Tasi Dong, 33, of Virkuna, Ward No 7, is one among dozens of villagers who have now gathered by the side of the dirt road, to wait for relief material to arrive. According to him, forty-five people in his ward have lost their lives to the quake, while 65 houses have collapsed and scores of cattle have perished during and after the disaster.
“Even those of us who survived the quake are faring badly. The whole village is suffering from diarrhoea and food poisoning. No doctor has come to our place until now,” says Dong, who lost four members of his family to the disaster. He also says that he had to team up with a handful of other young people in the village to bury over a dozen dead bodies in the paddy fields. “When the quake hit us, there were just five young people in the village. So we were forced to take care of everything from rescuing the trapped people to burying the dead,” says Dong. Like most of the other Nepali villages, this village too has seen its youth population travel to Kathmandu, the Gulf countries and Malaysia for job. ”
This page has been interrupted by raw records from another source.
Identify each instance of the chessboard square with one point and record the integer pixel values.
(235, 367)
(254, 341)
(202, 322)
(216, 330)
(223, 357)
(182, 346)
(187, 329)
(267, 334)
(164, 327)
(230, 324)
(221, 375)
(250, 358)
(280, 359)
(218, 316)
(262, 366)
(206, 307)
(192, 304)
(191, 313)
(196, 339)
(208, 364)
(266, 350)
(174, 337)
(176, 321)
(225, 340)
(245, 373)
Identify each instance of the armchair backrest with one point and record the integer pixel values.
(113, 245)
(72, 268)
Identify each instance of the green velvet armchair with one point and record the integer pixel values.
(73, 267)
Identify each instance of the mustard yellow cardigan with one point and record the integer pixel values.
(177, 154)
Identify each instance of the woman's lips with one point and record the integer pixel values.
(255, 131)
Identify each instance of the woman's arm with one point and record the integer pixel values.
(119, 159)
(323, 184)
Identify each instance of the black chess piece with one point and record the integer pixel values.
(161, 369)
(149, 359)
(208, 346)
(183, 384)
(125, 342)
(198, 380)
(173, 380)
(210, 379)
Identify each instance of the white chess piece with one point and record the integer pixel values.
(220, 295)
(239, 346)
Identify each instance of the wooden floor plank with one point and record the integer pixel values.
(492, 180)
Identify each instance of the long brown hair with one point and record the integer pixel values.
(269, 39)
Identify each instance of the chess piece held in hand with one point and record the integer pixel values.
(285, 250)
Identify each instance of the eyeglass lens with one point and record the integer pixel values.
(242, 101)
The villagers say that military choppers keep flying over their head, but none of them land in their place with necessary aid. “We are not getting any help because we don’t have any connection with the politicians, and also because we haven’t received electricity post quake, due to which our phones have gone dead,” says Nabin Tamang, a native of the area.
The situation at Barje Tole and Jadan Gumba, two other villages in the VDC lying around a 45-minute walk away from Virkuna, is even worse. 107 people are said to have lost their lives in the two localities. Almost all the houses in the area have been reduced to rubble. And those who survived the disaster are now living in a shelter that they constructed out of wooden posts and corrugated iron sheets dug out of the debris.
Ghalong Lama, 55, a resident of Jadan Gumba, who lost his mother and three other relatives in the disaster, is angry at the lack of any response from the government officials. More than a week after the earthquake, Lama travelled to the Melamchi Bazaar by foot on Monday to talk to VDC Secretary Khem Raj Budhathoki and get some help. But, unable to find Budhathoki in the bazaar, he was forced to return empty-handed. “He is the person who is supposed to look after our village. But he is out of contact,” says Lama.
Now that they are running out of food, Lama is worried that the people in the area might start dying due to starvation. “We have been managing with the dug-out wheat and rice, which we had savaged from the rubble, and some potatoes, so far. But they won’t last for long and we don’t know how we will manage after that,” says Lama.
Weeds have outgrown the recently planted corn in the villagers’ fields, cracks and fissures have cleaved the land at places, and the villagers are ill prepared for the rice-planting season, which is just round the corner.
Durga Nepali, a mother of three, with a five-year-old son in tow, says: “We don’t have the energy work in the fields. The whole area reeks of dead, rotten bodies, and if we don’t get immediate help from outside, we will die of diseases and hunger.”